What is a "bug"? On subjectivity, epistemic power, and implications for software research

Considerable effort in software research and practice is spent on bugs. Finding, reporting, tracking, triaging, attempting to fix them automatically, detecting "bug smells" -these comprise a substantial portion of large projects' time and development cost, and are of significant interest to researchers in Software Engineering, Programming Languages, and beyond. But, what is a bug, exactly? While segmentation faults rarely spark joy, most bugs are not so clear cut. Per the Oxford English Dictionary, the word "bug" has been a colloquialism for an engineering "defect" at least since the 1870s.
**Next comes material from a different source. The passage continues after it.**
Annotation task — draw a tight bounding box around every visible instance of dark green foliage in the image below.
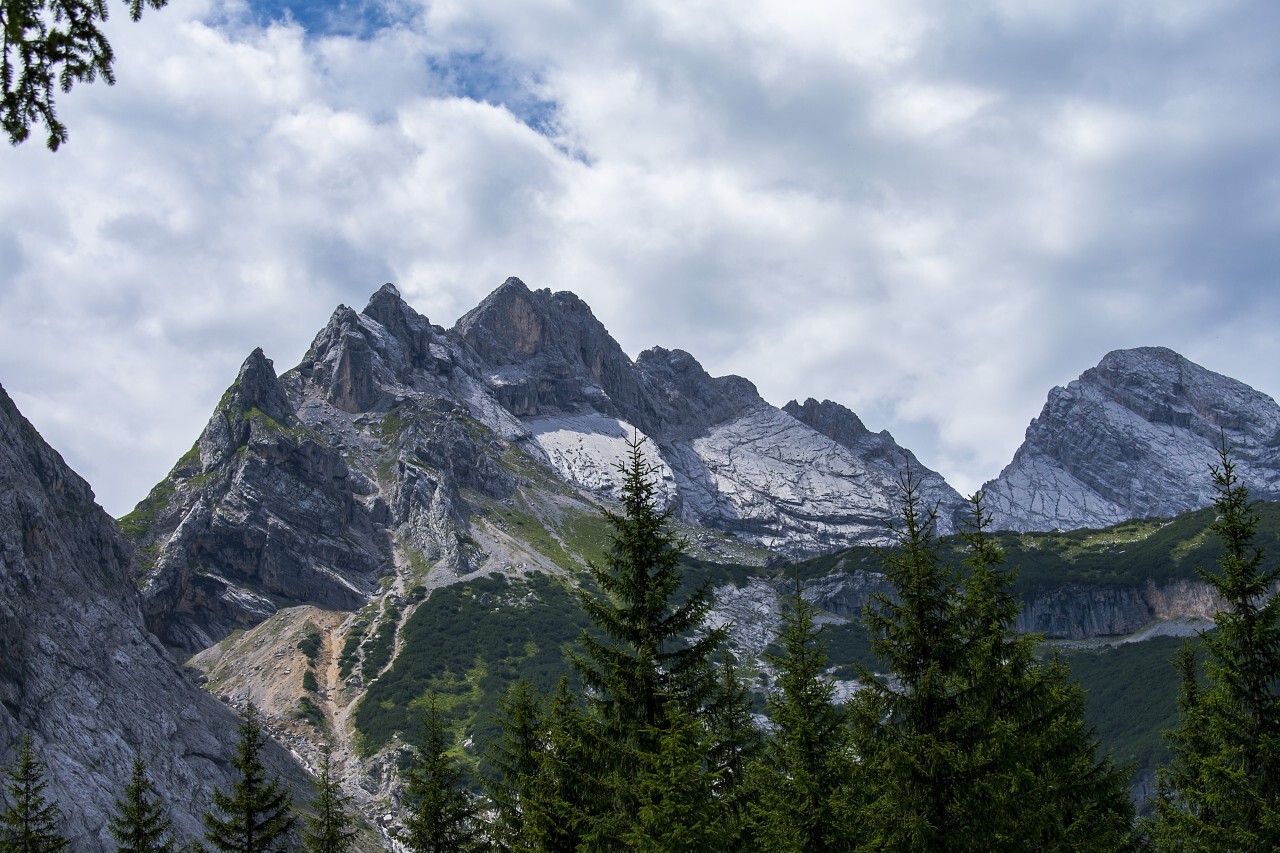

Most modern software-oriented definitions speak to a disconnect between what a developer intended and what a program actually does. Formal verification, from its inception, has developed means to identify deviations from a formal specification, expected to more or less fully encode desired behavior. However, software is rarely accompanied by full and formal specifications, and this intention is instead treated as implicit or partially-documented at best. The International Software Testing Qualifications board writes: "A human being can make an error (mistake), which produces a defect (fault, bug) in the program code, or in a document. If a defect in code is executed, the system may fail to do what it should do (or do something it shouldn't), causing a failure. Defects may result in failures, but not all [do]". Most sources forsake this precision. The influential paper "Finding bugs is easy" begins by saying "bug patterns are code idioms that are often errors"-with no particular elaboration. Other work relies on imperfect practical proxies for specifications. For example, in automatic program repair research, a bug corresponds to a failing test case: when the test passes, the bug is considered fixed. However, when we interrogate fairly straightforward definitions, they start to break down...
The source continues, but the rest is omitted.